# 7.07 Using the equivalent circuits.

We will connect a 10 Ohm load resistor to the original circuit and to the Norton and Thevenin equivalent circuits. Then for each circuit, we will calculate the voltage across the load and the current through it, to show that the original circuits and both of the equivalent circuits predict the same values.

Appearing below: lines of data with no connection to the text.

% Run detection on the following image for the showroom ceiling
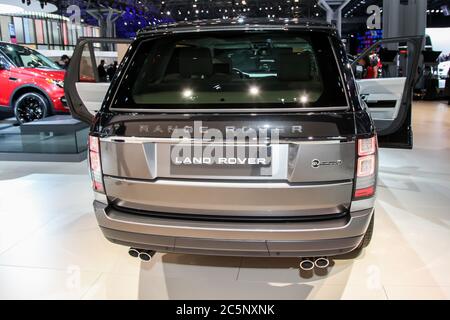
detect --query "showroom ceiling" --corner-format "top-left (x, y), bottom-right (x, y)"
top-left (22, 0), bottom-right (450, 34)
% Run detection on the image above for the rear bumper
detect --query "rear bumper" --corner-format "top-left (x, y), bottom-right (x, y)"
top-left (94, 201), bottom-right (373, 257)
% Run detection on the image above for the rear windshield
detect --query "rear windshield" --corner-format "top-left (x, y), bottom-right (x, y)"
top-left (114, 31), bottom-right (347, 109)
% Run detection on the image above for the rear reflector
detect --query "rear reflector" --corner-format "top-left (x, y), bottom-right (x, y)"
top-left (355, 186), bottom-right (375, 198)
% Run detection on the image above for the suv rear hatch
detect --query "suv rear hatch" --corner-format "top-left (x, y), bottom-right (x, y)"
top-left (101, 113), bottom-right (355, 219)
top-left (87, 28), bottom-right (355, 220)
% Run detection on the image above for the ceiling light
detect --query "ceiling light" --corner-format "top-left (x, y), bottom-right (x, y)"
top-left (249, 86), bottom-right (259, 96)
top-left (183, 89), bottom-right (194, 99)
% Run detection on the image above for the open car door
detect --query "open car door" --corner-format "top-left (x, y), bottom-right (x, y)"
top-left (64, 38), bottom-right (132, 124)
top-left (352, 36), bottom-right (424, 149)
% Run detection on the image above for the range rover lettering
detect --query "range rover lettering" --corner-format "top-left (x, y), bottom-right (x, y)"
top-left (65, 20), bottom-right (423, 269)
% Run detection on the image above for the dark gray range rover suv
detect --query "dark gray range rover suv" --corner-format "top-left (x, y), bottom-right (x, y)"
top-left (65, 20), bottom-right (422, 269)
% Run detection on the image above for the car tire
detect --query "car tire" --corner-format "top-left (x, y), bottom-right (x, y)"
top-left (356, 213), bottom-right (375, 250)
top-left (14, 92), bottom-right (50, 124)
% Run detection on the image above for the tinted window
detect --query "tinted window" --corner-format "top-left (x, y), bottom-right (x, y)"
top-left (0, 44), bottom-right (60, 69)
top-left (114, 31), bottom-right (347, 109)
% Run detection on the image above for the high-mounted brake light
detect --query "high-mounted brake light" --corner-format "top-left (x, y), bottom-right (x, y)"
top-left (353, 136), bottom-right (377, 200)
top-left (89, 136), bottom-right (105, 192)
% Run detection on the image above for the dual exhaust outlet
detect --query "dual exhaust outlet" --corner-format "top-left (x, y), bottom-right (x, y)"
top-left (128, 248), bottom-right (156, 262)
top-left (300, 257), bottom-right (330, 271)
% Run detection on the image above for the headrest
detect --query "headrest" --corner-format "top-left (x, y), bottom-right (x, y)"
top-left (278, 52), bottom-right (311, 81)
top-left (180, 48), bottom-right (213, 78)
top-left (213, 58), bottom-right (233, 74)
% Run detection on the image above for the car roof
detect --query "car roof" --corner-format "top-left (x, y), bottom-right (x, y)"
top-left (137, 18), bottom-right (336, 37)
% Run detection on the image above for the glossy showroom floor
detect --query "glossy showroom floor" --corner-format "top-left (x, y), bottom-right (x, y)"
top-left (0, 102), bottom-right (450, 299)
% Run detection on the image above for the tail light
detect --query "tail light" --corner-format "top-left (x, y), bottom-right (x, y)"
top-left (89, 136), bottom-right (105, 193)
top-left (353, 136), bottom-right (377, 199)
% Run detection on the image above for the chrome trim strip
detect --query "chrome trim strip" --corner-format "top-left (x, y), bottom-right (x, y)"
top-left (109, 107), bottom-right (350, 113)
top-left (94, 202), bottom-right (373, 241)
top-left (100, 136), bottom-right (348, 145)
top-left (94, 191), bottom-right (108, 204)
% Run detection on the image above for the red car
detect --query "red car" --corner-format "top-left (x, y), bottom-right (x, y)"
top-left (0, 42), bottom-right (69, 123)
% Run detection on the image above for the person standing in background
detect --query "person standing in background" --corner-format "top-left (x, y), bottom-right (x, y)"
top-left (59, 54), bottom-right (70, 70)
top-left (445, 69), bottom-right (450, 106)
top-left (97, 60), bottom-right (107, 82)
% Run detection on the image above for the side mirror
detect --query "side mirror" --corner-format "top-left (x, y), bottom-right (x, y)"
top-left (0, 60), bottom-right (9, 70)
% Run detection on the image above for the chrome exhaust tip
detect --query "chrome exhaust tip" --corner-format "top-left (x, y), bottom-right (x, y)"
top-left (314, 257), bottom-right (330, 269)
top-left (128, 248), bottom-right (139, 258)
top-left (300, 258), bottom-right (314, 271)
top-left (139, 250), bottom-right (156, 262)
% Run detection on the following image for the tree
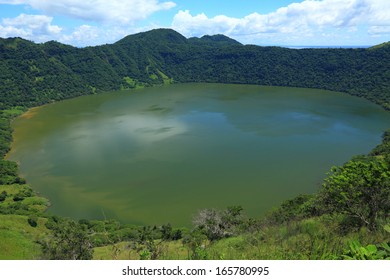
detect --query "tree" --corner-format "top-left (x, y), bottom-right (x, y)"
top-left (43, 217), bottom-right (93, 260)
top-left (193, 206), bottom-right (245, 241)
top-left (319, 157), bottom-right (390, 229)
top-left (0, 191), bottom-right (7, 202)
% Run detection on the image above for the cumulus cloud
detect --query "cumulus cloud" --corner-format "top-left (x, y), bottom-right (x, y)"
top-left (0, 14), bottom-right (62, 42)
top-left (172, 0), bottom-right (390, 42)
top-left (0, 0), bottom-right (176, 24)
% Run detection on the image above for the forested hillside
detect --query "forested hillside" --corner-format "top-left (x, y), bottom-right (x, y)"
top-left (0, 29), bottom-right (390, 109)
top-left (0, 29), bottom-right (390, 260)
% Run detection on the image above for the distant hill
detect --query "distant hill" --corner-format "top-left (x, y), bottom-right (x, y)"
top-left (0, 29), bottom-right (390, 109)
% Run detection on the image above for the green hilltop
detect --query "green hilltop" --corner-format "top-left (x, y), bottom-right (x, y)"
top-left (0, 29), bottom-right (390, 259)
top-left (0, 29), bottom-right (390, 109)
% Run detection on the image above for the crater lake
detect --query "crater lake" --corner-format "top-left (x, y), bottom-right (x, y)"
top-left (8, 84), bottom-right (390, 226)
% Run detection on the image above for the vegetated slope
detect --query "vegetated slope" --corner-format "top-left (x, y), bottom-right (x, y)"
top-left (0, 29), bottom-right (390, 109)
top-left (0, 29), bottom-right (390, 259)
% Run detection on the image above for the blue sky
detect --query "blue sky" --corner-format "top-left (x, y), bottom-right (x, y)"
top-left (0, 0), bottom-right (390, 47)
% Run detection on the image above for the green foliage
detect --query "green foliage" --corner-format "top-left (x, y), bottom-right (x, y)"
top-left (342, 240), bottom-right (390, 260)
top-left (0, 29), bottom-right (390, 259)
top-left (0, 191), bottom-right (7, 202)
top-left (42, 217), bottom-right (93, 260)
top-left (193, 206), bottom-right (247, 241)
top-left (319, 158), bottom-right (390, 229)
top-left (27, 216), bottom-right (38, 227)
top-left (0, 29), bottom-right (390, 112)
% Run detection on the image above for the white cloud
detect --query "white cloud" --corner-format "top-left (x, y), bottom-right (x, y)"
top-left (59, 25), bottom-right (100, 46)
top-left (0, 0), bottom-right (176, 24)
top-left (172, 0), bottom-right (390, 41)
top-left (0, 14), bottom-right (62, 42)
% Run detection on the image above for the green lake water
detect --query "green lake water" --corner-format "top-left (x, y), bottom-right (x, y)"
top-left (8, 84), bottom-right (390, 226)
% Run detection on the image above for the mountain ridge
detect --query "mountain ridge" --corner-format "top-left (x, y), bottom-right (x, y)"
top-left (0, 29), bottom-right (390, 109)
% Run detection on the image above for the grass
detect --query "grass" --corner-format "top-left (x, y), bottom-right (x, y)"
top-left (0, 215), bottom-right (48, 260)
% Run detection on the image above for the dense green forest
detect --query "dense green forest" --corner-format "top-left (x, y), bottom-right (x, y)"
top-left (0, 29), bottom-right (390, 259)
top-left (0, 29), bottom-right (390, 109)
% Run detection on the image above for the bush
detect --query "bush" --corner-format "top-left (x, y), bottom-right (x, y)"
top-left (319, 157), bottom-right (390, 229)
top-left (27, 216), bottom-right (38, 227)
top-left (0, 191), bottom-right (7, 202)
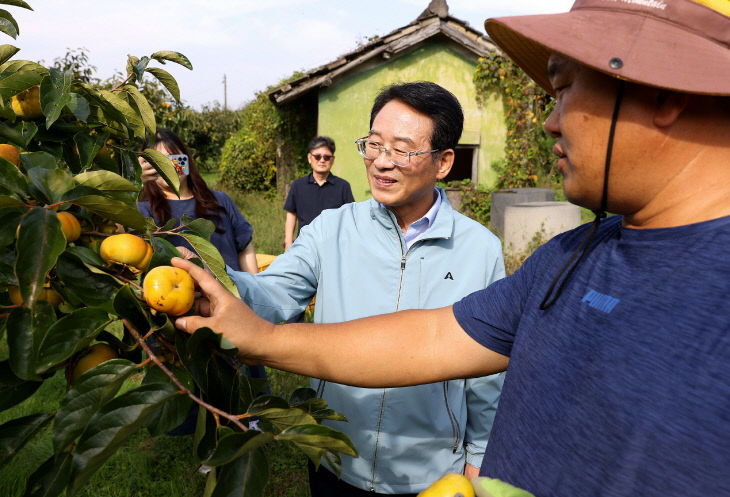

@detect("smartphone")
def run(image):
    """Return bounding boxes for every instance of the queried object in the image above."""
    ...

[167,154,190,176]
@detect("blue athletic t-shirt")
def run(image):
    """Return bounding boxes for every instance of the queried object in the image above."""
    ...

[137,190,253,271]
[454,216,730,497]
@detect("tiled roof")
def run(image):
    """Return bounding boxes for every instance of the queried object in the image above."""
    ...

[269,6,498,105]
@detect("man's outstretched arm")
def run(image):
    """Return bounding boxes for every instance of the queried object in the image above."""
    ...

[172,259,509,387]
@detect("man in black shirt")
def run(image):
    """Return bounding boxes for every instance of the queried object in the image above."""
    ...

[284,136,355,249]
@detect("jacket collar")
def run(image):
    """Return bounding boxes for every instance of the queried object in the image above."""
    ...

[368,187,454,240]
[307,172,334,185]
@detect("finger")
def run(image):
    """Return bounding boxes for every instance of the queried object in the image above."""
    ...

[195,298,211,316]
[175,316,212,335]
[170,257,230,300]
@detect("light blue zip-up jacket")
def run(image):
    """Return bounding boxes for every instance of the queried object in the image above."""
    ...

[231,189,504,493]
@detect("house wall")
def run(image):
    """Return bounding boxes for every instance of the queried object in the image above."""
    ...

[318,40,506,200]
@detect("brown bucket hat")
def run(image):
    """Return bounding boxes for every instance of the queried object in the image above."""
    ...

[484,0,730,95]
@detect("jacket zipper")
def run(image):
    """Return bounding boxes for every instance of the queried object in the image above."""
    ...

[370,218,407,492]
[443,381,461,454]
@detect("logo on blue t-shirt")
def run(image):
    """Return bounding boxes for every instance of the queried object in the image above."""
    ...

[581,290,621,314]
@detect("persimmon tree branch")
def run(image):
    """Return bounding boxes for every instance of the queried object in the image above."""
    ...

[122,319,248,431]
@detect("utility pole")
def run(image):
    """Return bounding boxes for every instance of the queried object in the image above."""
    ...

[223,74,228,110]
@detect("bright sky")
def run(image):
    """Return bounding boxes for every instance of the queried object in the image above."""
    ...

[9,0,573,109]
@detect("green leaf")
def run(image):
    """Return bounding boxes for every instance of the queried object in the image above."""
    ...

[74,83,129,137]
[24,452,72,497]
[0,45,20,64]
[203,430,274,466]
[120,150,142,184]
[56,247,123,306]
[28,167,76,203]
[180,232,240,297]
[0,71,44,99]
[0,122,26,147]
[175,328,237,394]
[0,157,28,197]
[122,85,157,136]
[71,383,177,492]
[212,449,269,497]
[74,130,103,168]
[142,364,195,436]
[70,195,147,231]
[127,56,150,81]
[5,301,56,381]
[139,148,180,197]
[0,58,48,74]
[0,414,53,468]
[0,0,33,10]
[0,195,25,209]
[99,90,145,139]
[257,407,317,430]
[147,67,180,102]
[15,207,66,307]
[41,68,73,129]
[61,245,104,268]
[20,152,56,171]
[276,424,357,457]
[150,50,193,71]
[36,307,111,374]
[147,236,180,271]
[0,361,43,411]
[53,359,137,455]
[0,9,20,39]
[114,285,150,336]
[74,170,139,192]
[66,92,91,122]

Original circuit. • RT = (R1 x RL)/ (R1 + RL) + (R2 x R2)/ (R2 + R3) .
• RT = 8.857 Ohms .
• IT = E/RT .
• IT = 1.129 A .
• Using the current divider rule IL = IT x R1/(R1 + RL).
• IL = 0.32A .
• VL = IL x RL
• VL = 3.2 V .

Thevenin equivalent circuit. • Using the voltage divider rule VL = E x RL/(r + RL) .
• VL = 3.2 V .
• IL = VL/RL .
• IL = 0.32A .

Norton equivalent circuit. • Using the current divider rule IL = ISC x r/(r + RL) .
• IL = 0.32A .
• VL = IL x RL .
• VL = 3.2 V .

As you can see, both the Thevenin and Norton equivalent circuits, predict the same values of IL and VL as the original circuit. It is also clear that there are fewer calculations required for the equivalent circuits than for the original circuit, even though the original circuit is not itself very complicated.